AI is not a panacea for your abilities. If everyone stands on a 6-inch block, the block doesn’t make you taller in a useful way. If every athlete is using steroids, everyone is stronger and faster; but you cannot juice your way to Tom Brady’s brain or Steph’s jumpshot.

Because the already-elite are using it too, and that means talent is still the differentiator. Having access to the same tool as everyone else is not a competitive advantage.

You must have a differentiator. No tool will ever solve this for you. The cream of the crop always rises. If you use AI like a crutch, you relegate yourself to banal content purgatory. Every bit of AI you use for content is a bit of you that's removed from the creation of it.

If you catch someone LLM’ing things, you’ll care. You’ll dislike it too, and it’s not a luddite thing. You may even feel a hint of betrayal.
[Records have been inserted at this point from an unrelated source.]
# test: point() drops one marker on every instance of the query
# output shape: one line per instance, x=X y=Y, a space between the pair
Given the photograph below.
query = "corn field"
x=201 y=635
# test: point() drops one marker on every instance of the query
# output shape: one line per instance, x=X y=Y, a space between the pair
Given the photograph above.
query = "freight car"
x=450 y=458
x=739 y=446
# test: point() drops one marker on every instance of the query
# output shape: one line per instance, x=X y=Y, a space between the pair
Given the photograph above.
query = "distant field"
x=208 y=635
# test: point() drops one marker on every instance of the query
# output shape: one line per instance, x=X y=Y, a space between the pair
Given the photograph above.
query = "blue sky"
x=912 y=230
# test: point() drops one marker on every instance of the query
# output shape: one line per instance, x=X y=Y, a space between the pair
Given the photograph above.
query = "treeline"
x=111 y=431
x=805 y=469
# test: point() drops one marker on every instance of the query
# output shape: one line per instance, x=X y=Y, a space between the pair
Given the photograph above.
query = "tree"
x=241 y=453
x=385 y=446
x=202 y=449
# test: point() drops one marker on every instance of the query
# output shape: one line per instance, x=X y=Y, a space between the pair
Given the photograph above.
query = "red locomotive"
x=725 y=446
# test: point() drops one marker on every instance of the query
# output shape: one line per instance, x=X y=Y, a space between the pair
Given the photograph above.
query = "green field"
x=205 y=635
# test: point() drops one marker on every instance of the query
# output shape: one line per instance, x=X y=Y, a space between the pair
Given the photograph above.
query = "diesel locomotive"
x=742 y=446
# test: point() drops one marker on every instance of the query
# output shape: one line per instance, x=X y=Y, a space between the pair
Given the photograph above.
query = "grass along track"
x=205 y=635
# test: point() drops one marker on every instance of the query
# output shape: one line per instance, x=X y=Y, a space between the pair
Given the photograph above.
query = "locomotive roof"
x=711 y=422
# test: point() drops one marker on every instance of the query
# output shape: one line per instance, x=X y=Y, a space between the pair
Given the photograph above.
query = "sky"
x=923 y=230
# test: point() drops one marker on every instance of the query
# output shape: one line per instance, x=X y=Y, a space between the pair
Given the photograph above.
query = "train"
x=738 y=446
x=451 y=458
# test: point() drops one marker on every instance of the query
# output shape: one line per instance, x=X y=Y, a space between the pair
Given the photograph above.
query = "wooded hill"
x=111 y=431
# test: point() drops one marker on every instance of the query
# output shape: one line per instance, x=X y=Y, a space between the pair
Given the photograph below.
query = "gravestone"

It’ll be for the same reason you want to watch Magnus play chess, not a computer.

Two AI’s playing chess is technically superior, but it doesn’t matter, you want to watch the human.

You’ll want to read the human, too. This is an evolved human universal, and you can’t rationalize yourself out of it.

So long as the output is intended for humans (and it will be), you will want a human to make it. Because you are evolved to seek out and appreciate exceptional human output.

Neural network engineers will not change this, only make it harder to discern.